Advertisement

ADLER: BLOWING LOUD AND SWEET

Share

When discussing his prowess on the harmonica, Larry Adler doesn’t hesitate to toot his own horn, so to speak. But he much prefers to let others do the talking.

Adler, now 72, engages in some major-league name-dropping as he recalls a career that stretches back 58 years. Among the names:

Billie Holiday--”Duke Ellington introduced us after he and I did a duet one night. As I shook her hand she said, ‘You don’t play that (expletive) thing, you sing it!’ ”

George Gershwin--”I had nagged him to write something for me. But after we played ‘Rhapsody in Blue’ together at a party he told me, ‘Why should I write anything? The Rhapsody is perfect the way you play it.’ ”

Advertisement

Busby Berkeley--”He said I had the most beautiful hands since Garbo.”

These quotes are included in the harmonica player’s story of his life, due to be published in this country next spring. Adler chuckles over the title: “The Man I Love--An Autobiography.”

“I’ve never been known for having a small ego,” he says during a conversation from his brother’s North Hollywood home. The veteran musician is in town for pops concerts by the Los Angeles Philharmonic tonight and Saturday in Hollywood Bowl. The program, incidentally, includes Gershwin’s Rhapsody.

If, as he suggests, Adler is still at the top of an elite group of players (Toots Thielemans, Stevie Wonder and the late Sonny Terry are the only other ones to gain his respect), why haven’t we heard more from him in recent years? Where’s he been?

“In the early ‘50s, I was heavily blacklisted,” he recalls, the bitterness still evident in his voice. “I sued this woman who claimed that all the money I made went directly to Moscow. The trial ended in a hung jury, but after that I couldn’t get work. So I went to England.”

He’s lived there since. “I like England,” he says. “And I like being back here, although I don’t really feel at ease. I just can’t feel good about a system that can allow that (blacklisting) to happen to someone.

“You know, my score for the film ‘Genevieve’ (1954) received an Academy Award nomination but my name was not mentioned, because it had been removed from the film credits.” On the agenda during his brief Southern California stay is a visit to the motion picture academy to pick up the nomination certificate--more than 30 years later.

Advertisement

The quiet, predictable path has seemingly never appealed to Adler, even in his early days in Baltimore. “I wanted to be a pianist, actually, so I enrolled in the Peabody Conservatory, but I couldn’t handle all the practicing. I think I’m still the only student in the school’s history to be expelled. At a recital, I played ‘Yes, We Have No Bananas’ and they sent my parents a letter asking them not to bring me back.”

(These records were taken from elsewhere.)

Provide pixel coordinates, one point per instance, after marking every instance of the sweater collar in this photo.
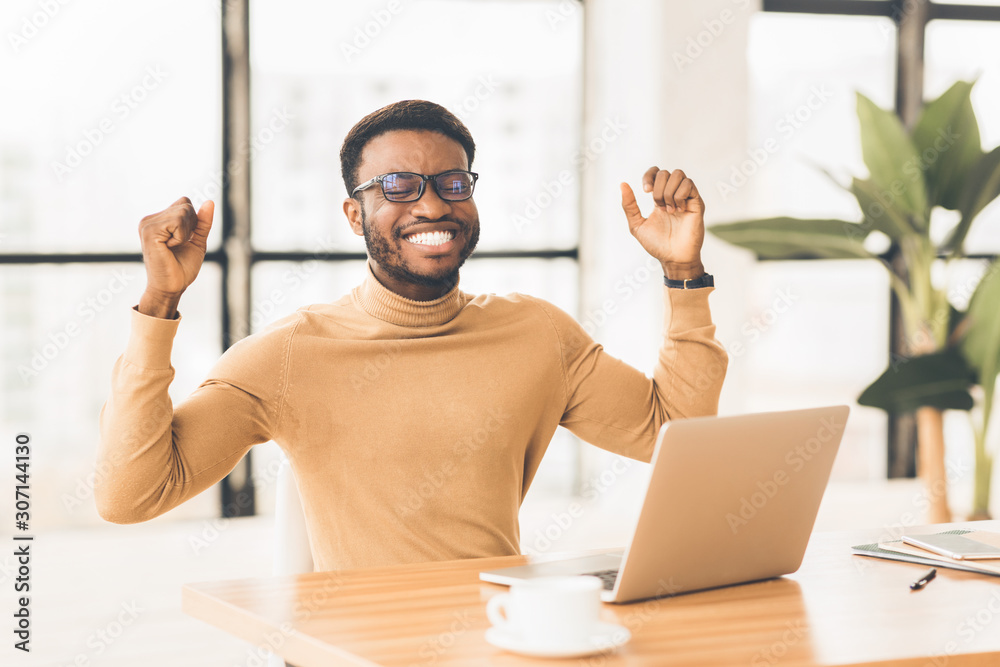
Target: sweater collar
(384, 304)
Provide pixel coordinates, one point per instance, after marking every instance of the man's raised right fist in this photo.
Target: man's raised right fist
(173, 249)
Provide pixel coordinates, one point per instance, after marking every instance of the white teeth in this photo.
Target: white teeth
(431, 238)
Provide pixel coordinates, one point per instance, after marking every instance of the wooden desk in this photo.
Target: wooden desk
(838, 609)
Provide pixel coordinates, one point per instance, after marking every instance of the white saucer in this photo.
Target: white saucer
(605, 637)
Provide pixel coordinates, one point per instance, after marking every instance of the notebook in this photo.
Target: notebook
(730, 500)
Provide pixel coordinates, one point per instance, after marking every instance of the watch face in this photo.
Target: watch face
(705, 280)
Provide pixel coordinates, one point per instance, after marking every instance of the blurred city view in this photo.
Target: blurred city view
(113, 111)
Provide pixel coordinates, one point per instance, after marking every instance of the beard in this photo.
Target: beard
(385, 251)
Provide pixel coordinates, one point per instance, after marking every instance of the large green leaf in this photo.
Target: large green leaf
(887, 219)
(981, 344)
(946, 137)
(792, 238)
(939, 380)
(892, 160)
(981, 187)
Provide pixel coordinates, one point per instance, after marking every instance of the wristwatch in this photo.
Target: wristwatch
(705, 280)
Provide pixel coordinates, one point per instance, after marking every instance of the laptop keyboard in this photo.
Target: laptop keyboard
(606, 576)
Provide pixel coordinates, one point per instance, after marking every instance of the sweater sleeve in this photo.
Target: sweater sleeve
(618, 408)
(153, 457)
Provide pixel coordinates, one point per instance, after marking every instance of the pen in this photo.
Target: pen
(922, 581)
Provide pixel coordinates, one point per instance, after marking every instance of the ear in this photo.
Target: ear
(352, 209)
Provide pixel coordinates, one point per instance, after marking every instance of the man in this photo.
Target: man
(430, 458)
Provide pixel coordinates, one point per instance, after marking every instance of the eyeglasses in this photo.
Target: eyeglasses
(455, 185)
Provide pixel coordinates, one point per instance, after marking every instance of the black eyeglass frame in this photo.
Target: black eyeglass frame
(380, 179)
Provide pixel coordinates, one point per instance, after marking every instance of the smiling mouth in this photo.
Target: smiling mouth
(430, 238)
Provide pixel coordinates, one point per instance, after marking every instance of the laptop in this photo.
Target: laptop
(730, 500)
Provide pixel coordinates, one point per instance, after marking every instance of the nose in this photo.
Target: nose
(430, 205)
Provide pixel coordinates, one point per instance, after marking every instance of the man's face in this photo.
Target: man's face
(404, 257)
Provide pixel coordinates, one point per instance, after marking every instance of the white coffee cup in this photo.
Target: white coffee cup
(549, 611)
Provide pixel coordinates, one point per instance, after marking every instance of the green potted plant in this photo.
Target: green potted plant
(940, 162)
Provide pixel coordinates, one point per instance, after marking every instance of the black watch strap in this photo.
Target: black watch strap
(705, 280)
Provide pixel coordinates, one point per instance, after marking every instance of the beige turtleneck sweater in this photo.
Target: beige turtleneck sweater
(414, 428)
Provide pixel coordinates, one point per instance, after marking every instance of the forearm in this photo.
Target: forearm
(158, 304)
(154, 457)
(692, 364)
(136, 449)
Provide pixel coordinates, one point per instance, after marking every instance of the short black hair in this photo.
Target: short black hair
(404, 115)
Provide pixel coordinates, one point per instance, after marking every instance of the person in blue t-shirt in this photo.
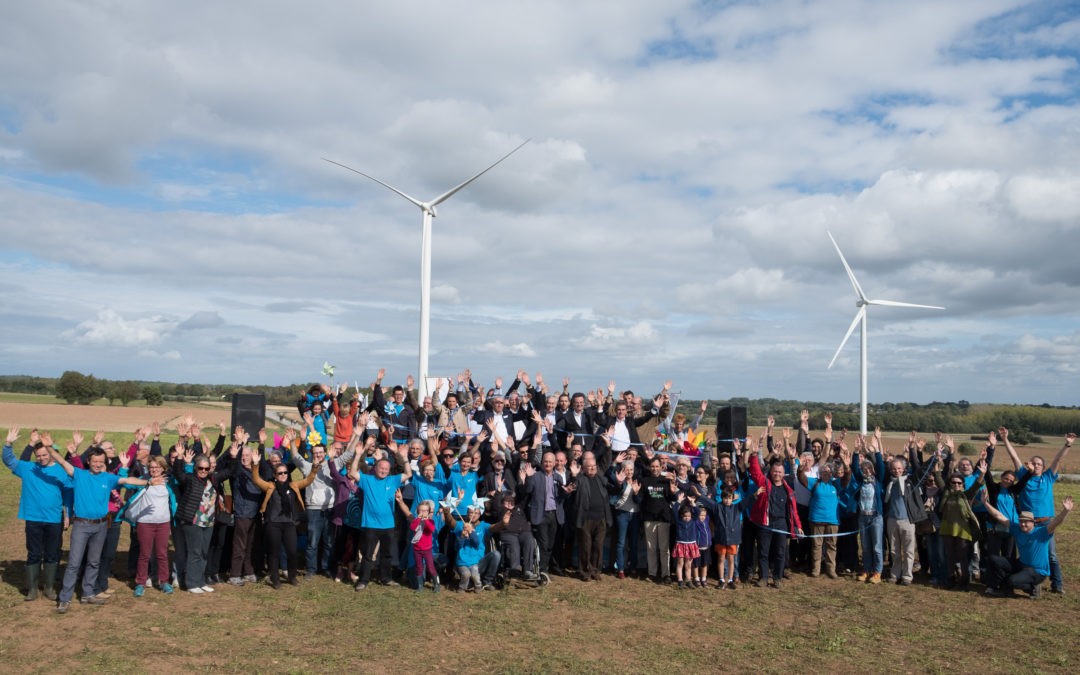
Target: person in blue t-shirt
(43, 502)
(1033, 545)
(824, 516)
(377, 521)
(474, 561)
(91, 522)
(1037, 495)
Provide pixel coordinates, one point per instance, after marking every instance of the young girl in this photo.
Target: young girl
(703, 529)
(422, 529)
(727, 537)
(686, 542)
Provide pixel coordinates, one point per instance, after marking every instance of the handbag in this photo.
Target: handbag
(224, 514)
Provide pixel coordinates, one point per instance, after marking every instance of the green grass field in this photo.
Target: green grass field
(812, 624)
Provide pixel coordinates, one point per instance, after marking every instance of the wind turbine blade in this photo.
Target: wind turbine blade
(445, 196)
(851, 275)
(390, 187)
(851, 328)
(895, 304)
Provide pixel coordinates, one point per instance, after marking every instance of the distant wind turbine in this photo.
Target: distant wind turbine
(428, 210)
(862, 302)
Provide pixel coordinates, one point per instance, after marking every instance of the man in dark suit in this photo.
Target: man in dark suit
(543, 503)
(503, 422)
(578, 420)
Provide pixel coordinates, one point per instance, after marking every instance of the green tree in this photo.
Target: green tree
(126, 391)
(152, 395)
(70, 386)
(75, 387)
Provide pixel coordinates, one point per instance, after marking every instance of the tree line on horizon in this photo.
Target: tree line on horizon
(1025, 421)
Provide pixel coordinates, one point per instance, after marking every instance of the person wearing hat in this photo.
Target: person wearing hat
(1033, 544)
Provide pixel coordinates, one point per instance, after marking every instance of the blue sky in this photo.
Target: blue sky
(167, 216)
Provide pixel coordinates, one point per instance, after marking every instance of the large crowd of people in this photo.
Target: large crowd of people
(474, 487)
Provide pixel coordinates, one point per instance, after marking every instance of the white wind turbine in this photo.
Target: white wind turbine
(428, 208)
(862, 302)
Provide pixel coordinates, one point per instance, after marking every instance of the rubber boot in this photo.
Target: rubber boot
(31, 581)
(49, 578)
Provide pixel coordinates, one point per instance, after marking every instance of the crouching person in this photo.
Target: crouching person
(515, 538)
(1033, 544)
(474, 562)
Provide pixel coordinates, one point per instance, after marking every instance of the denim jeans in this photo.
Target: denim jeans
(88, 539)
(1055, 567)
(626, 534)
(871, 529)
(320, 540)
(43, 542)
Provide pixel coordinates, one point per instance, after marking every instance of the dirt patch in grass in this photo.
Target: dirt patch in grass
(52, 416)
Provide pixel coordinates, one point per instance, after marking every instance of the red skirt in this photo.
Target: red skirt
(684, 550)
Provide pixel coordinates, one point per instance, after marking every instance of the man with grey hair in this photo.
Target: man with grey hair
(904, 508)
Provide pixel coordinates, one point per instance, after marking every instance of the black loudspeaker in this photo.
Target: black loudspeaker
(730, 423)
(250, 412)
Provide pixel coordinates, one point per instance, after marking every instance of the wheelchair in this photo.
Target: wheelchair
(507, 578)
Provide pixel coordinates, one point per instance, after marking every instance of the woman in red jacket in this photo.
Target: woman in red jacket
(775, 515)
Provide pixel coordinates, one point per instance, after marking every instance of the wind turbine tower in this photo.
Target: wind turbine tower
(428, 211)
(863, 302)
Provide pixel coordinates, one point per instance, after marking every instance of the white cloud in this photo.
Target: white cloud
(112, 331)
(599, 338)
(520, 349)
(161, 171)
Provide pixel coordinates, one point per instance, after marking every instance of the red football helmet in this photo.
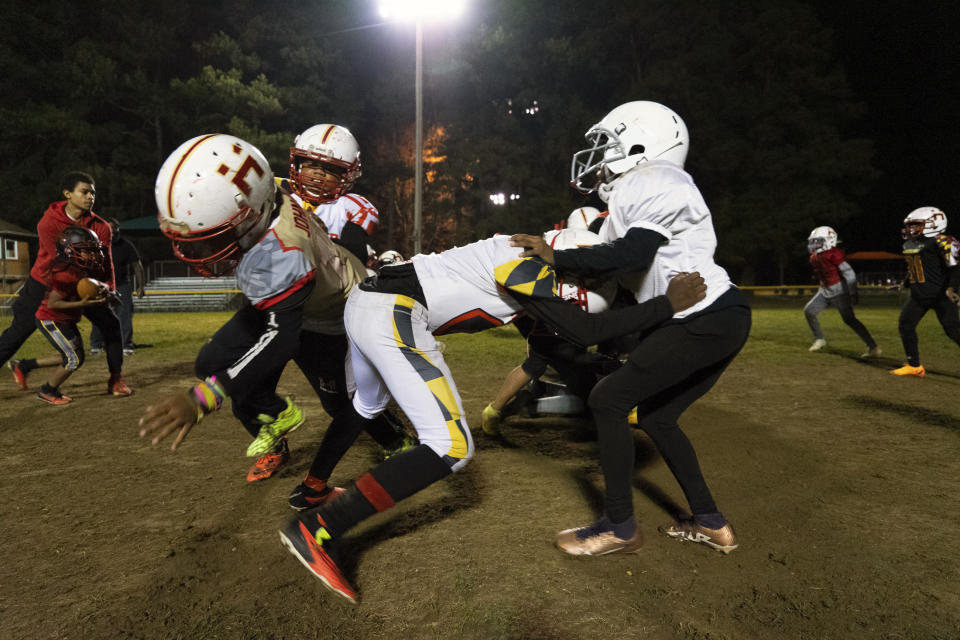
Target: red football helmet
(81, 247)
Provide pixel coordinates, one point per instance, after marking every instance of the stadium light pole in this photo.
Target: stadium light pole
(419, 11)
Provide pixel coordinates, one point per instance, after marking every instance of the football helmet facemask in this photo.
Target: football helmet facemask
(925, 221)
(215, 194)
(82, 247)
(336, 152)
(634, 132)
(821, 239)
(592, 297)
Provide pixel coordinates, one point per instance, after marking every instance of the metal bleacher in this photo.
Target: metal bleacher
(189, 294)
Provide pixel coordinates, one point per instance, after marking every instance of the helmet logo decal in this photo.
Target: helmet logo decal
(240, 178)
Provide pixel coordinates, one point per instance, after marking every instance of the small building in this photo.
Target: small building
(14, 256)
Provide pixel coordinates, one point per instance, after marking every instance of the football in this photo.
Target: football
(89, 288)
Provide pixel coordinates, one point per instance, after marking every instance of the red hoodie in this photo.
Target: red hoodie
(55, 220)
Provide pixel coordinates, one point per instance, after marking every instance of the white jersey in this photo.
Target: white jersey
(662, 197)
(460, 286)
(295, 253)
(348, 208)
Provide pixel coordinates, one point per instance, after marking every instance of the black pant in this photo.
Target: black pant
(24, 308)
(671, 367)
(24, 322)
(124, 313)
(911, 313)
(321, 357)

Adler’s eventual move to Hollywood brought the proverbial fame and fortune. Commissioned works by the likes of Ralph Vaughan Williams and Darius Milhaud added to his stature.

Then came the McCarthy Era, and Adler’s move to England. Despite his self-imposed exile, he has not lost touch with musical happenings here--particularly in regard to the harmonica, or mouth organ (he claims no preference). What he’s seen and heard has not pleased him.

“I think (Bob) Dylan and the others have almost destroyed the instrument. They just strap on a holder and blow, but you need your hands to make a sound chamber and to help with the vibrato.

“Of course, the harmonica still carries the stigma of being a street-corner instrument. Back when I was in Hollywood, the musicians union didn’t even recognize it--they thought it was a toy.”

With the passing of years, Adler insists that his tone and technique are still intact: “If I meet someone better than me, I’ll be his press agent.” His youthful vigor likewise remains undiminished--he is engaged to a woman of 38.

Advertisement

The sole sign of modesty surfaces at the suggestion that Adler is a virtuoso. “I just don’t like that term,” he responds. “What does it mean? It certainly can’t imply that I’m virtuous.”